Biofuels program pushing more into poverty – study

 
NEW DELHI: The biofuel policies pursued by the rich countries are pushing millions of people in the developing world into poverty, an Oxfam study said, according to the Hindustan Times Thursday.

Oxfam, a group of nongovernment organizations, launched the report at a time when leaders of the industrialized countries are to discuss policies to mitigate the impact of climate change at a G-8 conference in Japan early July.

Quoting World Bank estimates, the study said the price of food has increased by 83 percent in the last three years, which is disastrous for the world’s poor people. “The lives of about 290 million people are immediately threatened because of the food crises,” the study said.

The study attributes 30 percent of the rise in food prices to biofuels and said it has pushed 30 million people into poverty already.

“Today’s biofuels are not solving the climate or fuel crises but are instead contributing to food insecurity and inflation, hitting poor people the hardest,” said Rob Balley, the author of the report.

Blaming the rich countries for the crises, the report said the subsidies for biofuels by the United States and Europe are taxing food for poor in the developing world.

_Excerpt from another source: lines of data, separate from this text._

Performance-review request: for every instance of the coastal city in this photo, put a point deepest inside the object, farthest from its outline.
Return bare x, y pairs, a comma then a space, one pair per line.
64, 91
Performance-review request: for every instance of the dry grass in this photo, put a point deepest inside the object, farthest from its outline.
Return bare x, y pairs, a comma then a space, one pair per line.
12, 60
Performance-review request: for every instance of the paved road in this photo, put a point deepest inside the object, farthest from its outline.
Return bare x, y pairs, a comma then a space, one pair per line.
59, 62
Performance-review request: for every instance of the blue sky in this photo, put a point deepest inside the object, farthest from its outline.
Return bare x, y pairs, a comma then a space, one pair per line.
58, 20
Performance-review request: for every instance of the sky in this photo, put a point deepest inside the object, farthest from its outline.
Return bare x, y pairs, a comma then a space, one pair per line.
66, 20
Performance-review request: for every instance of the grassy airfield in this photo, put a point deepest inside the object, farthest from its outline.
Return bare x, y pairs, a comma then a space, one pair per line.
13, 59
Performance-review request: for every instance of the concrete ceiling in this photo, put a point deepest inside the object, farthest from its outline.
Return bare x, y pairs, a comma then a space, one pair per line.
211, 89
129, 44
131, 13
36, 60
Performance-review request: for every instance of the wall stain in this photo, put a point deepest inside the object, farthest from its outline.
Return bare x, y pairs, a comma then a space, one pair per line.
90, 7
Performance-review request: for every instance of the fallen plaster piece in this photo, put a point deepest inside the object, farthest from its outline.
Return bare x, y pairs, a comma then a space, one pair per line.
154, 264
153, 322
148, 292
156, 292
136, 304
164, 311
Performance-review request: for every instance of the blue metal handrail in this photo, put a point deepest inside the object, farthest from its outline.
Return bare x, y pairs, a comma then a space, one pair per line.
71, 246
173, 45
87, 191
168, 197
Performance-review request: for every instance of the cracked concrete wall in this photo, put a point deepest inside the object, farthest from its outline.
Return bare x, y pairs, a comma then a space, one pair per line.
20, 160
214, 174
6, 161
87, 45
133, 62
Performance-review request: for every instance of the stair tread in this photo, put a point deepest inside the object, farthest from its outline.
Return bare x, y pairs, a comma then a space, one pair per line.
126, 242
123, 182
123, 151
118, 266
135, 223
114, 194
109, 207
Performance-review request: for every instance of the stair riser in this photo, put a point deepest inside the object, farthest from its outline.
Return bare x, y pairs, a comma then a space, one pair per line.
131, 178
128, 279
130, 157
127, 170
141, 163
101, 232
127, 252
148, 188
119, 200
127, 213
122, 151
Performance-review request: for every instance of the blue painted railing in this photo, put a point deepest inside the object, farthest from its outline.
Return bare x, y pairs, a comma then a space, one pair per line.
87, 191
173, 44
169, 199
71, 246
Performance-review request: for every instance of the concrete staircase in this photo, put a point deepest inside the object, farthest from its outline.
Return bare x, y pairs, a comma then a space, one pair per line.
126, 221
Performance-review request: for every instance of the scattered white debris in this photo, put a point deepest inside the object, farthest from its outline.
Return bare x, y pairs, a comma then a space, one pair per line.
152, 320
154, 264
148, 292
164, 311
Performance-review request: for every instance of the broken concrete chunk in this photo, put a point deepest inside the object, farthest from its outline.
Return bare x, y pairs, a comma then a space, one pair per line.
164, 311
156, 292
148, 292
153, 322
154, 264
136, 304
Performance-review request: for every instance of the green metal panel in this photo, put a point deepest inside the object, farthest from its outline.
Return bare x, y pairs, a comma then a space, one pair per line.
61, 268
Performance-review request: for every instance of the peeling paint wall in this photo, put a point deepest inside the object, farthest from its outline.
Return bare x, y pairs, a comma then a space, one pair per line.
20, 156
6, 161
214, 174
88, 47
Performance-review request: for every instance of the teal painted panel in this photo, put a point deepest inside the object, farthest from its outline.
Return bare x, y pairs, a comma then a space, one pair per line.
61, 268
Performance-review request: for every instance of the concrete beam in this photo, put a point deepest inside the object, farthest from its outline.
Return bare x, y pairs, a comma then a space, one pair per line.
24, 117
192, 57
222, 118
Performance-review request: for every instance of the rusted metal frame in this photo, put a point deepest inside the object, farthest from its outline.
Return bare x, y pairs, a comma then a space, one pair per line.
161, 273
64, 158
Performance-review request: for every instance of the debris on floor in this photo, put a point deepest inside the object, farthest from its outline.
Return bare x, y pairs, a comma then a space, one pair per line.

The report recommends that the richer countries should freeze implementation of future biofuel mandates and dismantle subsidies and tax exemptions to biofuels to save more people from falling into poverty and accelerate the global food crisis.

In the Philippines

Secretary Arthur Yap of the Department of Agriculture welcomed the recent declaration by heads of governments and other officials of 180 countries to consider the Philippine proposal to develop the biofuels sector within the context of global food security, saying such a united call will help reverse the unparalleled international problems driven by a confluence of factors, such as climate change and declining farm productivity.

In a press release Thursday, Yap expressed hope that the proposal by these global leaders during the recently concluded High Level Conference on World Food Security hosted by the United Nations’ Food and Agriculture Organization in Rome for industrialized economies and multilateral institutions to address climbing food prices and tightening supply along with the challenges posed by bio-energy and climate change, would soon translate into concrete benefits for developing nations via food security and higher farm growth.

The statement added that the secretary lauded the call by these leaders for development partners to help moderate unusual fluctuations in grain prices and assist countries in building up their food stock capacities, as this dovetailed with his proposal for a UN body to put up and manage a food reserve or global stockpile for the benefit of both food-exporting and -importing countries at this time of an unprecedented global food crisis.